Butler begins by going Back To The Future, where he looks back at the enormous profits available to those who had the foresight to invest in real estate 40 or 50 years ago.  A home purchased for $15,000 in the 1960s is now worth twenty or thirty times that amount.  Butler then states that a similar opportunity exists today.  “I contend that silver today is very similar, opportunity-wise, to raw land around major metropolitan areas 50 years ago.”  Why?  Because silver, when adjusted for inflation, “is at a 5000 year price low.” 

The driving force of the price of silver is demographics, declares Butler.  By which he means the supply of silver is finite, but the demand continues to grow.  And unlike gold – which he is bullish on – silver is primarily consumed industrially, which means it “gets used up and destroyed.”  Which is why silver inventories are declining.

Essentially, Butler believes the price of silver does not reflect its “true economic condition.”  Which means that the price of silver must and will go up. 

In the second chapter, Butler explains why silver is becoming more and more scarce.  He bluntly states that the Feds will never sell real silver “to cover a market shortage.”  Thus, if an investor holds real silver, he is in the cat-bird seat.  For the price will “rise like a mighty giant.”

Under the present circumstances, Butler maintains the “silver window is closing,” which is the topic of chapter three.  He points out that world mining production of silver is about 500 million ounces per year.  Another 150 million ounces are added by recycling of silver.  Consumption is 800 million ounces per year.  Which means silver runs in the red to the tune of 150 million ounces per year.  The deficit is made up by “drawdowns on existing inventory.”  In Butler’s opinion, the present scenario guarantees the price of silver will skyrocket. 

Butler wisely points out that he is not “a gold or silver bug.  I’m not a hard money advocate.”  He is not forecasting the end of the world or the collapse of King Dollar.  He is merely a believer in “buy low and sell high.”  And his attraction to silver “revolves around price.”  The price is artificially low and has no where to go but up.

Aware of “the bearish arguments against silver,” Butler uses chapter five to confute the arguments.  Regarding digital photography replacing silver-halide photography, Butler provides numbers indicating that demand for silver-halide film and paper continues to grow.  In fact, he says that Kodak “is loading the boat with silver,” because they don’t want to be caught short of inventory.

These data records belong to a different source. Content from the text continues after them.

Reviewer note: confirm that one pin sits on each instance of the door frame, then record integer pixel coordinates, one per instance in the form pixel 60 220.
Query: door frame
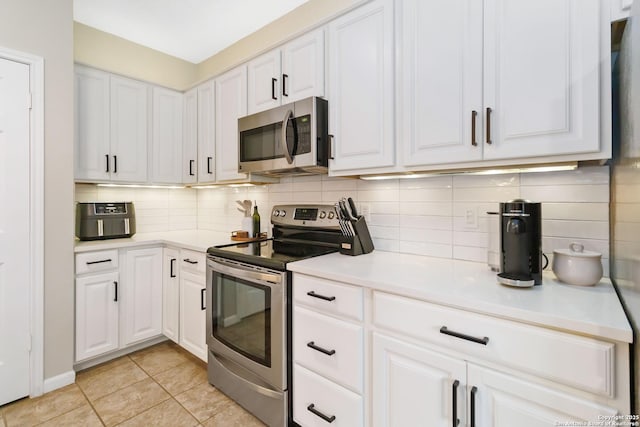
pixel 36 215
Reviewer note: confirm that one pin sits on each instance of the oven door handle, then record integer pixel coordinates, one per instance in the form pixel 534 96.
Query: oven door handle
pixel 271 393
pixel 244 273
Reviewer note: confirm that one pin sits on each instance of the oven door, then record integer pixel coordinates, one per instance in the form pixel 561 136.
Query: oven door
pixel 246 317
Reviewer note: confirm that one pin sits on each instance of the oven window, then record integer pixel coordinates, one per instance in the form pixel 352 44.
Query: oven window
pixel 242 317
pixel 261 144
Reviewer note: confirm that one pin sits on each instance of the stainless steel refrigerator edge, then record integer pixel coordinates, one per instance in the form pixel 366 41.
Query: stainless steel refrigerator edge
pixel 625 184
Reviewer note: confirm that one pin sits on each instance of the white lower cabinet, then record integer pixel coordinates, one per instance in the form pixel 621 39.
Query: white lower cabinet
pixel 415 386
pixel 96 315
pixel 367 357
pixel 141 309
pixel 171 294
pixel 328 353
pixel 319 401
pixel 501 400
pixel 193 303
pixel 122 304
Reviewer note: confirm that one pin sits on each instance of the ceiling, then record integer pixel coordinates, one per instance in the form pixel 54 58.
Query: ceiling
pixel 192 30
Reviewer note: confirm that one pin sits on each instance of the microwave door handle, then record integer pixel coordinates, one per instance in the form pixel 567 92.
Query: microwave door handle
pixel 285 148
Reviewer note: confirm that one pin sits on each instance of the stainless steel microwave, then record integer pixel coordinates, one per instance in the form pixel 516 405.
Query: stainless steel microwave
pixel 287 140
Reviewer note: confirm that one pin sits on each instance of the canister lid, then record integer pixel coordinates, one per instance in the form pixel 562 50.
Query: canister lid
pixel 577 250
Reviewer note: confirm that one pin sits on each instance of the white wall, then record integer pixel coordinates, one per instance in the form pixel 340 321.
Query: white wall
pixel 420 216
pixel 46 29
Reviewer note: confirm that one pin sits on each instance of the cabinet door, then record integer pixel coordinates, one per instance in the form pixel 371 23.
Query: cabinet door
pixel 171 294
pixel 441 81
pixel 92 161
pixel 193 314
pixel 415 386
pixel 141 315
pixel 541 77
pixel 96 315
pixel 167 162
pixel 303 67
pixel 501 400
pixel 129 118
pixel 231 103
pixel 263 75
pixel 361 76
pixel 206 133
pixel 190 138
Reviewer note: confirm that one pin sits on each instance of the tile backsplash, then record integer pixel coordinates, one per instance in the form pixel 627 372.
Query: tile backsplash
pixel 443 216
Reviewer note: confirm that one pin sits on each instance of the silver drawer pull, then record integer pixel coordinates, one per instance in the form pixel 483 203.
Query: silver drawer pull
pixel 311 408
pixel 312 345
pixel 483 340
pixel 102 261
pixel 313 294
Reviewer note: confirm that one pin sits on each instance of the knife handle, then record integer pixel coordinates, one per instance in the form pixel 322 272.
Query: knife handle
pixel 352 205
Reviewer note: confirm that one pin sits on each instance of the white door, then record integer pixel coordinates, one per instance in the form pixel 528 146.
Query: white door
pixel 129 110
pixel 263 75
pixel 303 67
pixel 505 401
pixel 361 89
pixel 141 309
pixel 92 150
pixel 170 294
pixel 231 103
pixel 190 162
pixel 541 77
pixel 192 314
pixel 14 231
pixel 96 314
pixel 206 133
pixel 166 146
pixel 413 386
pixel 440 115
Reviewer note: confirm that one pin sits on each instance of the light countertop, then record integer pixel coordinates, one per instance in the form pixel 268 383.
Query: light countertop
pixel 472 286
pixel 195 240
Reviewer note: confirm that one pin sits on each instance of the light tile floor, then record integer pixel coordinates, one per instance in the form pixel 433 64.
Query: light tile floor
pixel 162 385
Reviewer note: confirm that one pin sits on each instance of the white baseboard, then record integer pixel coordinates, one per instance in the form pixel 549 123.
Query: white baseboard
pixel 59 381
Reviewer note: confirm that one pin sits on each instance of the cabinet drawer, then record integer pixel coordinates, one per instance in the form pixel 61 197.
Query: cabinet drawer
pixel 327 398
pixel 193 261
pixel 89 262
pixel 313 333
pixel 331 297
pixel 580 362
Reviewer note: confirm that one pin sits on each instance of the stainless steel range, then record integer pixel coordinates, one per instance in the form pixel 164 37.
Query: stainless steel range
pixel 249 310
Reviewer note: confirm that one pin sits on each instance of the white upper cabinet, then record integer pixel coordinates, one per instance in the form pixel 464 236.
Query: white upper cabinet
pixel 190 138
pixel 110 127
pixel 287 74
pixel 166 147
pixel 231 103
pixel 541 77
pixel 206 133
pixel 264 82
pixel 92 142
pixel 440 86
pixel 129 110
pixel 510 81
pixel 303 67
pixel 361 89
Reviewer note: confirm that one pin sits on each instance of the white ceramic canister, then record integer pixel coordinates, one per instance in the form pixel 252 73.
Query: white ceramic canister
pixel 576 266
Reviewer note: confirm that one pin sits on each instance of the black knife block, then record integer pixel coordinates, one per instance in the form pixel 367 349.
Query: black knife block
pixel 359 244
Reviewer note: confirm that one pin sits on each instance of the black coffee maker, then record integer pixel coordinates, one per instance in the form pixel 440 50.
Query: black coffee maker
pixel 521 243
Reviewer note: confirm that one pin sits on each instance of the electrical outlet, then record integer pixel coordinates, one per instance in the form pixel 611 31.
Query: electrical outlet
pixel 365 210
pixel 471 218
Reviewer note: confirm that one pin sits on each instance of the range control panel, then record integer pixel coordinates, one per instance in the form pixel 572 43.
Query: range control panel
pixel 305 216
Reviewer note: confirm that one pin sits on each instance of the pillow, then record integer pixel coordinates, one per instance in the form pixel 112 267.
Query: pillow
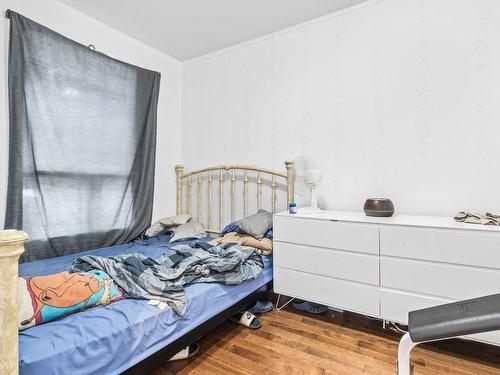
pixel 42 299
pixel 263 246
pixel 234 227
pixel 257 224
pixel 191 230
pixel 166 224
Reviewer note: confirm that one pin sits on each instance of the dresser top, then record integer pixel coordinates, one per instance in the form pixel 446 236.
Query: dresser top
pixel 404 220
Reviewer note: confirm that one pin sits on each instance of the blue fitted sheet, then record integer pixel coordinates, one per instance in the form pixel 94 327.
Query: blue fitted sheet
pixel 110 339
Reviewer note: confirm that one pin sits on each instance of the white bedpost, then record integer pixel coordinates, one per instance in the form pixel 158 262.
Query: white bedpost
pixel 11 248
pixel 406 344
pixel 179 170
pixel 290 180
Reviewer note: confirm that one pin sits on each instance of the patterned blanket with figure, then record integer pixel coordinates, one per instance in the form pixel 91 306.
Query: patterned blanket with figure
pixel 46 298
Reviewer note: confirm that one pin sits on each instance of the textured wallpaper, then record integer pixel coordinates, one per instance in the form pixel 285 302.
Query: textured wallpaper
pixel 394 98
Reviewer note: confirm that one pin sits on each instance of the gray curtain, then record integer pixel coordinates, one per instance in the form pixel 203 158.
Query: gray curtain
pixel 82 143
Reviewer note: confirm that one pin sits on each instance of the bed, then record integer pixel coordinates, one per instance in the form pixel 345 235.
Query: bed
pixel 130 335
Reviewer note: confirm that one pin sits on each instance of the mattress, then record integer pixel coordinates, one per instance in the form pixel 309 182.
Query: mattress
pixel 110 339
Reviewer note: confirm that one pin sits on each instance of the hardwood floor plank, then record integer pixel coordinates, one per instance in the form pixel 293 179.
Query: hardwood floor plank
pixel 296 343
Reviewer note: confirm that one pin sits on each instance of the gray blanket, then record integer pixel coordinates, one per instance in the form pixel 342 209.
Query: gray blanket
pixel 164 279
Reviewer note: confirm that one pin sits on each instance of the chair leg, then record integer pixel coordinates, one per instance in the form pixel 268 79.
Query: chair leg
pixel 404 358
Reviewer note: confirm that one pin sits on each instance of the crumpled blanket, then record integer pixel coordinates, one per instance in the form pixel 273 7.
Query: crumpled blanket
pixel 263 246
pixel 164 279
pixel 473 218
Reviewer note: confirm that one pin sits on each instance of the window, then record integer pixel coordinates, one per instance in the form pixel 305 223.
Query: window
pixel 82 143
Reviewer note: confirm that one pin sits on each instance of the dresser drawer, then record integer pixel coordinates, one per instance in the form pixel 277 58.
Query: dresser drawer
pixel 325 233
pixel 438 279
pixel 442 245
pixel 395 306
pixel 328 291
pixel 347 265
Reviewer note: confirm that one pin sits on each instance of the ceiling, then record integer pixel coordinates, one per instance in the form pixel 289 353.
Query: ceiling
pixel 185 29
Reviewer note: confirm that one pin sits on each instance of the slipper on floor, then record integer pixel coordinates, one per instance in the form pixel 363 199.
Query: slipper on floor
pixel 189 352
pixel 261 307
pixel 309 307
pixel 247 319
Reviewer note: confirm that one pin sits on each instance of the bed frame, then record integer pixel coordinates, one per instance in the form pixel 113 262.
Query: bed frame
pixel 12 242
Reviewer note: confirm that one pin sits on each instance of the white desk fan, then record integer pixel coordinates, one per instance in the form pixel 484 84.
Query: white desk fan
pixel 307 179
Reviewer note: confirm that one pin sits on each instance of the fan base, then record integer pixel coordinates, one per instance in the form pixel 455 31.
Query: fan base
pixel 308 210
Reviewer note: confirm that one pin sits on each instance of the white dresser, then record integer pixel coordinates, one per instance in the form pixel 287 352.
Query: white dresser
pixel 384 267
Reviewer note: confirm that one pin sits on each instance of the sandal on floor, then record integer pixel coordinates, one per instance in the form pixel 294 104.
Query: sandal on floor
pixel 247 319
pixel 261 307
pixel 189 352
pixel 309 307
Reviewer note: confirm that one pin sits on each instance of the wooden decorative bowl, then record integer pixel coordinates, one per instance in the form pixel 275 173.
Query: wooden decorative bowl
pixel 379 207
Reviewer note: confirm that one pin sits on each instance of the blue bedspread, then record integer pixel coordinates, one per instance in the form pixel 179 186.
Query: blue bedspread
pixel 110 339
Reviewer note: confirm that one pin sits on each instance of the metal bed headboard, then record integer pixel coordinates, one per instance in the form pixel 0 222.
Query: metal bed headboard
pixel 205 176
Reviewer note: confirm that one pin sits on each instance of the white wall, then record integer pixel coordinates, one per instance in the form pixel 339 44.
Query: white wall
pixel 86 30
pixel 395 98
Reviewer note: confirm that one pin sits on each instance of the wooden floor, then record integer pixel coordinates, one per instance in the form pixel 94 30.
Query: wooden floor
pixel 298 343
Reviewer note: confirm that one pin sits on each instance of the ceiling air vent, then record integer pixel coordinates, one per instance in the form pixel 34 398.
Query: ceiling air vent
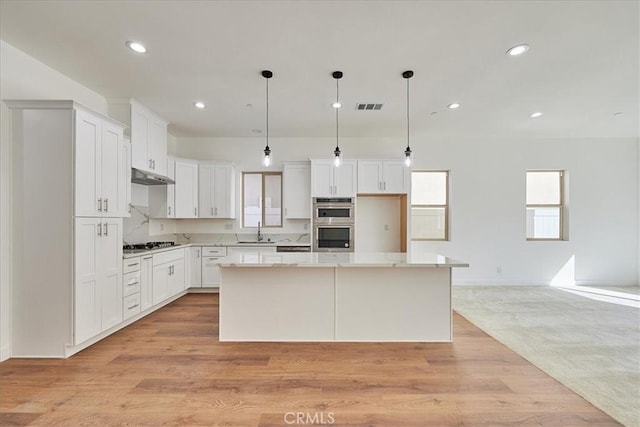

The bears also argue large amounts of “above-ground stocks of silver will become available in a price rise.”  And that China and India have massive supplies of silver.  Butler counters by demonstrating that all verifiable stocks of silver are depleting.  Which explains why Warren Buffet purchased so much in 1997.  And he points out that many banks have “leased” their silver, which means they no longer actually hold it.  In a similar manner, Butler goes on to refute the other bearish arguments against silver.  All in all, he makes a cogent case.

Silver leasing is discussed in chapter six.  Butler considers silver leasing “fraud and manipulation.”  He describes it as a “Ponzi arrangement.”  And he explains how silver leasing works.  The result of this silver leasing is artificially depressed prices.  Butler maintains this silver leasing process will inevitably “unravel.”  When it does, the price of silver will “explode,” as the artificial restraints are removed. 

In chapter 11, Butler strengthens his case for silver.  As he says, “No matter how bullish you might be on crude oil, natural gas, soybeans or cotton, there is no practical way an individual investor could buy the real thing.”  Most commodities can only be owned on paper.  Two exceptions exist:  gold and silver.  And Butler feels silver is the better option.  Why?  Because “only with silver and not gold do you get too much for your money.”  For example, “for $25,000, you get roughly 7 pounds of gold.  But $25,000 worth of silver weighs 350 pounds.” 

Butler admits that silver’s sheer bulk can pose storage problems.  But he dismisses the problem as one of logistics, saying, “When has it ever been a problem that you’ve gotten too much for your money?” 

The final chapters of the book include an interview with Butler, and a multitude of questions – and their answers – that most investors would ask if they could.  Which makes for a nice conclusion, as the questions are pithy and the answers are honest.

Silver Profits in the New Century is written in an easy-to-read, down-to-earth style.  Butler’s approach is logical, which means he relies on old-fashioned common sense and deductive reasoning.  He doesn’t try to mystify his readers with esoteric economic theories and technical jargon.  Which is very refreshing.    

On the Read-O-Meter, which ranges from 1 star (a poor investment) to 5 stars (extremely profitable), Silver Profits in the New Century yields 5 stars.